Nel suo discorso, Francesco ha definito la Giordania una terra ‘ricca di storia e di grande significato religioso per l’Ebraismo, il Cristianesimo e l’Islam’. Poi, ha subito ricordato la generosa accoglienza che il Paese, soprattutto attraverso la Caritas locale, presta a rifugiati di diversa nazionalità, soprattutto siriani – che sono qui più di un milione – chiedendo alla comunità internazionale di aiutare la Giordania. E qui Francesco si è riferito alla situazione politica di tensione di questa regione del mondo:

“Mentre con dolore constato la permanenza di forti tensioni nell’area medio-orientale, ringrazio le Autorità del Regno per quello che fanno e incoraggio a continuare ad impegnarsi nella ricerca dell’auspicata durevole pace per tutta la Regione; a tale scopo si rende quanto mai necessaria e urgente una soluzione pacifica alla crisi siriana, nonché una giusta soluzione al conflitto israeliano-palestinese”.

Papa Francesco – come il suo predecessore Benedetto XVI nel maggio 2009 – ha poi espresso il suo profondo rispetto e la sua stima per la comunità musulmana e ha manifestato il suo apprezzamento per l’impegno del Re per la promozione di una comprensione adeguata dell’islam e una convivenza serena tra cristiani e musulmani:

“Lei è noto come un uomo di pace, e artefice della pace: grazie!
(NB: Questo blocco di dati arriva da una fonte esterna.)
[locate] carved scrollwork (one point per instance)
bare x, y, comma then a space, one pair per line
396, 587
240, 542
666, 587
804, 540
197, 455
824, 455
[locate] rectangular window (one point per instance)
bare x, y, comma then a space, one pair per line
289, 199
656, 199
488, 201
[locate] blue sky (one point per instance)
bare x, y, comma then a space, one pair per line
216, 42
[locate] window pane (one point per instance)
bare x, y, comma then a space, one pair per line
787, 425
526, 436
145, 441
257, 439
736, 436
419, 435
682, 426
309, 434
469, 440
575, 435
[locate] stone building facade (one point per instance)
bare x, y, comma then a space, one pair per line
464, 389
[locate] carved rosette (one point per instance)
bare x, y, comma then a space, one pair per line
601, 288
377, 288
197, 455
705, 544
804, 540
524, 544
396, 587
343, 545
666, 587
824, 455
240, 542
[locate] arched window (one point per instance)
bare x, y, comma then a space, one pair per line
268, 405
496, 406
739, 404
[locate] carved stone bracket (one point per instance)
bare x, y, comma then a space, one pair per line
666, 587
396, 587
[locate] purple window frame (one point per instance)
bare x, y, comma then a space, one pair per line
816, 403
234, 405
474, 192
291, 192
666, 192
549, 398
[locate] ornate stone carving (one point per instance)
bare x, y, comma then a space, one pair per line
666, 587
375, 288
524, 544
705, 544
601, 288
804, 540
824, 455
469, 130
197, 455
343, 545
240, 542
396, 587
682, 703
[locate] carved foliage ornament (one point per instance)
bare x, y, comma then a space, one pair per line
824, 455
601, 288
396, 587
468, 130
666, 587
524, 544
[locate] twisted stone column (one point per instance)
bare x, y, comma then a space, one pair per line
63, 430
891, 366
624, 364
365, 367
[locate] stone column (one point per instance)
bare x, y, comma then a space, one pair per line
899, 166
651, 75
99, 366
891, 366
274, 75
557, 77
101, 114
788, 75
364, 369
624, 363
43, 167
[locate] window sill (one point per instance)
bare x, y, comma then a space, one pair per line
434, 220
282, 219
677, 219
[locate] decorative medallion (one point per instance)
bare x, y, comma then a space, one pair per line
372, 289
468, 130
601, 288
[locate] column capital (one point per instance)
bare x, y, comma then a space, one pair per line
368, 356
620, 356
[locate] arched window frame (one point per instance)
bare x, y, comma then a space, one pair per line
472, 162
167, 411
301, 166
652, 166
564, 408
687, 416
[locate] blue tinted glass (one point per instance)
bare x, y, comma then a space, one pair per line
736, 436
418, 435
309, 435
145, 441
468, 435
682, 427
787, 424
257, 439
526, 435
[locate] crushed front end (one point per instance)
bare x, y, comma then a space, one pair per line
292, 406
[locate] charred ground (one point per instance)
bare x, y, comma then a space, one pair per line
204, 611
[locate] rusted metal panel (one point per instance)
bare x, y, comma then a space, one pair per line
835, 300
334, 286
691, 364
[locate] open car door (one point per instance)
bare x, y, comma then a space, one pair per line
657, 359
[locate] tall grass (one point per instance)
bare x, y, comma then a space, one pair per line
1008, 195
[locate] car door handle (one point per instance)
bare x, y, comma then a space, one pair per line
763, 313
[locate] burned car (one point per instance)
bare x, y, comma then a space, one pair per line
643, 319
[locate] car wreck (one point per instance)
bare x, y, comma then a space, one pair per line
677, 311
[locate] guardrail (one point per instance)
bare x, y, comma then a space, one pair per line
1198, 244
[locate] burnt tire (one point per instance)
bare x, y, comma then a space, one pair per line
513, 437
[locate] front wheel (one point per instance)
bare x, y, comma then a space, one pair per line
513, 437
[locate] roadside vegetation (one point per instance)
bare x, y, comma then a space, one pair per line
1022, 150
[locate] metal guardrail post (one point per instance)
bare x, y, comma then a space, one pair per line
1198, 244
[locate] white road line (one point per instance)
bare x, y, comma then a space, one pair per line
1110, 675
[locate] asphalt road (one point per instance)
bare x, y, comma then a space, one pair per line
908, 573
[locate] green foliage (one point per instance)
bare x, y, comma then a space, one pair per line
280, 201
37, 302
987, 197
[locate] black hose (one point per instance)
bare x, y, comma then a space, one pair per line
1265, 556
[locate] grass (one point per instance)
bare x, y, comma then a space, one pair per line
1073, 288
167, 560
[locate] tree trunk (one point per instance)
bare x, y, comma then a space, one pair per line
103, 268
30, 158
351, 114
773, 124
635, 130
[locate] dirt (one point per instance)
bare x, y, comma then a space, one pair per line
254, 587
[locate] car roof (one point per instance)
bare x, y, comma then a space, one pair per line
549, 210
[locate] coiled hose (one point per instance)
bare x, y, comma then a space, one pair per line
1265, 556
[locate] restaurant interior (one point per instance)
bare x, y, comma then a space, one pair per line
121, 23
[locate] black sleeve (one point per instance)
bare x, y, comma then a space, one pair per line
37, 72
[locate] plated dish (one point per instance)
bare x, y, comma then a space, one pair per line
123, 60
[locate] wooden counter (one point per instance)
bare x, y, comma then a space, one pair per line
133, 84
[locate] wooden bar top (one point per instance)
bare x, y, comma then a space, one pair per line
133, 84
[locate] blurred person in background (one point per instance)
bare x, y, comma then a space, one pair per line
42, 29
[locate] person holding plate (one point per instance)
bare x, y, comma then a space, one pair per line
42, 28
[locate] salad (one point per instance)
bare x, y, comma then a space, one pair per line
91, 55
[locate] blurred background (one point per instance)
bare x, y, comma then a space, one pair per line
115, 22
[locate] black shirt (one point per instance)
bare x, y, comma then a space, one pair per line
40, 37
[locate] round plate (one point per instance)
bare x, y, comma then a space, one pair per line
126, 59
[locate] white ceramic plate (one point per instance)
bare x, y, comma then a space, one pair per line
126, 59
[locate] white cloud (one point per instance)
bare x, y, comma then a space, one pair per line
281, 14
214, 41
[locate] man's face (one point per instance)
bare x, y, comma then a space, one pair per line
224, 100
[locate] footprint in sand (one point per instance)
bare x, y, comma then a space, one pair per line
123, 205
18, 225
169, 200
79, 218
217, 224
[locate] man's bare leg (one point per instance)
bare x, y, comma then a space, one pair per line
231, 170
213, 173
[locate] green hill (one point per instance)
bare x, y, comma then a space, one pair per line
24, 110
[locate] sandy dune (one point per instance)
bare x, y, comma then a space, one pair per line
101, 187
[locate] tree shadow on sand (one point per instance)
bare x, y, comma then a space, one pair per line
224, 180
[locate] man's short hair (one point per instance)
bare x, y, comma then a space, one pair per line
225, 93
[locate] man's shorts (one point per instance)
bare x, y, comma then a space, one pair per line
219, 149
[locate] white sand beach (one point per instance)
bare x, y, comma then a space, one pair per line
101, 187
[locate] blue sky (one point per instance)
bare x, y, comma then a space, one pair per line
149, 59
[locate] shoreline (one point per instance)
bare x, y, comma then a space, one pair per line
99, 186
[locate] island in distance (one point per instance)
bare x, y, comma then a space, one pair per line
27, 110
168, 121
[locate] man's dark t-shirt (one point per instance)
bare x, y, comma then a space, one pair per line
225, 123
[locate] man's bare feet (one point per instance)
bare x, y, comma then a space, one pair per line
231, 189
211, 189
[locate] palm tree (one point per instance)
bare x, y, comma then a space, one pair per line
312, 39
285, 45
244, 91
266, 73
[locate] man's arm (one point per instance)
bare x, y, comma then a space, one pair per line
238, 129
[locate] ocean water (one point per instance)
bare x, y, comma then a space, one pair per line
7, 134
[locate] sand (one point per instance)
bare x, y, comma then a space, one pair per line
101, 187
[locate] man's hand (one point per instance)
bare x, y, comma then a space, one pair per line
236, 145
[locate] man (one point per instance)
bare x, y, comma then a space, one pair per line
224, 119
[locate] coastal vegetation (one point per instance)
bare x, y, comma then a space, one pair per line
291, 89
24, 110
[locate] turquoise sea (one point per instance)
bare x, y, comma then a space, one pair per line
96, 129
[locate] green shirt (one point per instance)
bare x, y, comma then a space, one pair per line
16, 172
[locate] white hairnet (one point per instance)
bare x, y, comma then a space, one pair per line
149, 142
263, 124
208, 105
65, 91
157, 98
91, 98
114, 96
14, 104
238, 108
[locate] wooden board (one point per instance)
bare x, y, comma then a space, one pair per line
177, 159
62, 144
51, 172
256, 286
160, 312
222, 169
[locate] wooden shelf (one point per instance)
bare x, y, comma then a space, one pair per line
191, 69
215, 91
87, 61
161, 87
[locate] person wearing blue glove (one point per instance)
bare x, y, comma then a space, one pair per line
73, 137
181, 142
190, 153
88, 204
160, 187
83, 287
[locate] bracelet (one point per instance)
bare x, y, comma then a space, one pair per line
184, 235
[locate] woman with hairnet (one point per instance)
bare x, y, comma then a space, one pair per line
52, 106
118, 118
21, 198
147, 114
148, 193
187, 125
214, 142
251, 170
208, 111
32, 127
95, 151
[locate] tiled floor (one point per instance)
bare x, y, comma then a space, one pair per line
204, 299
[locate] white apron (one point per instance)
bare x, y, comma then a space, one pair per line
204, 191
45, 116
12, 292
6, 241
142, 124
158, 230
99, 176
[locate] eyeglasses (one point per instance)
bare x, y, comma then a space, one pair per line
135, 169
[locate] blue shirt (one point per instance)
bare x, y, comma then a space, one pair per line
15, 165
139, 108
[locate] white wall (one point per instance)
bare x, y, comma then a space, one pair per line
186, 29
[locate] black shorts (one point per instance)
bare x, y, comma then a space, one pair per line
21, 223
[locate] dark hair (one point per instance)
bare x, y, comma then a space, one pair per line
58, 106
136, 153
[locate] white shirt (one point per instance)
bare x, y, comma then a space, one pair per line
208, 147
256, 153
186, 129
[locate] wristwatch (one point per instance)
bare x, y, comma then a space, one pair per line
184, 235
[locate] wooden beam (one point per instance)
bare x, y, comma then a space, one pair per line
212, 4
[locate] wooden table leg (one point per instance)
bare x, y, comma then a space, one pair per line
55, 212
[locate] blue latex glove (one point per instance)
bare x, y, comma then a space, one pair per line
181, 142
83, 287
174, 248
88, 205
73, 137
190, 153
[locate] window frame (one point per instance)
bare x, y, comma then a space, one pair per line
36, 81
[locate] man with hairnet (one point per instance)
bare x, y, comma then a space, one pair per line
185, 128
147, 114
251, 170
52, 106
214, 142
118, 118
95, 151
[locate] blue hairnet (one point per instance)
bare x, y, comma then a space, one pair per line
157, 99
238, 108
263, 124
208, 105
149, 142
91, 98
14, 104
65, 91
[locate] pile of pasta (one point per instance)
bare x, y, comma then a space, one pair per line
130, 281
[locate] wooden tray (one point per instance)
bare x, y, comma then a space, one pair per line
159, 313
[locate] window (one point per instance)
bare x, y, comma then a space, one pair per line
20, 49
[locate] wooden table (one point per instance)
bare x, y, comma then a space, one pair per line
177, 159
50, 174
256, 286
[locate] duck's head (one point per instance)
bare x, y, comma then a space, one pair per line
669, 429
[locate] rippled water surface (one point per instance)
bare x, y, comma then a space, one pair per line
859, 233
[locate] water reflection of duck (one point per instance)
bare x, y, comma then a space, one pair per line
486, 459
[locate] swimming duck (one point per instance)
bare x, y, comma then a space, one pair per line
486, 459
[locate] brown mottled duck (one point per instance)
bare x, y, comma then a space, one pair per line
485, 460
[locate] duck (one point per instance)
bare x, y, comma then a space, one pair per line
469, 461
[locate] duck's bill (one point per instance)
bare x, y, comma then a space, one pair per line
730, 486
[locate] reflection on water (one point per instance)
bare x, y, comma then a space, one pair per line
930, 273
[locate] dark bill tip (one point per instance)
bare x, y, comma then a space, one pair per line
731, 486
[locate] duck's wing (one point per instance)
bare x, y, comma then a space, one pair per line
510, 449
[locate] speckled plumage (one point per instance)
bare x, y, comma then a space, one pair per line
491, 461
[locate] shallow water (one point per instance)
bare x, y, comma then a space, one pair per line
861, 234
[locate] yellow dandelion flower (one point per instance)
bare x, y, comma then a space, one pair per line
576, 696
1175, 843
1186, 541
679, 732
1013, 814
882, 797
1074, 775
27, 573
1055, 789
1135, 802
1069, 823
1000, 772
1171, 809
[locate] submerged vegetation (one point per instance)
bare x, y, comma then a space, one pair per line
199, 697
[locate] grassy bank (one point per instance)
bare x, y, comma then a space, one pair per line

Esprimo riconoscenza alla Giordania per aver incoraggiato diverse importanti iniziative a favore del dialogo interreligioso per la promozione della comprensione tra Ebrei, Cristiani e Musulmani, tra le quali quella del ‘Messaggio Interreligioso di Amman’ e per aver promosso in seno all’Onu la celebrazione annuale della ‘Settimana di Armonia tra le Religioni'”.

Ma il punto centrale del discorso del Papa è stato certo il riferimento alle piccole comunità cristiane locali che ha definito ‘pienamente inserite nella società’.

“Pur essendo oggi numericamente minoritarie, esse hanno modo di svolgere una qualificata e apprezzata azione in campo educativo e sanitario, mediante scuole ed ospedali, e possono professare con tranquillità la loro fede, nel rispetto della libertà religiosa, che è un fondamentale diritto umano e che auspico vivamente venga tenuto in grande considerazione in ogni parte del Medio Oriente e del mondo intero”.

In chiusura il Papa ha rivolto uno speciale augurio di pace e di prosperità al Regno di Giordania, aggiungendo l’auspicio che il viaggio incrementi le buone relazioni interreligiose nel Paese.

Francesco ha poi lasciato il Palazzo Reale per recarsi all’International Stadium per celebrare la Santa Messa di fronte a decine di migliaia di persone, non solo cristiani, l’appuntamento liturgico di questa sua prima giornata in Terra Santa.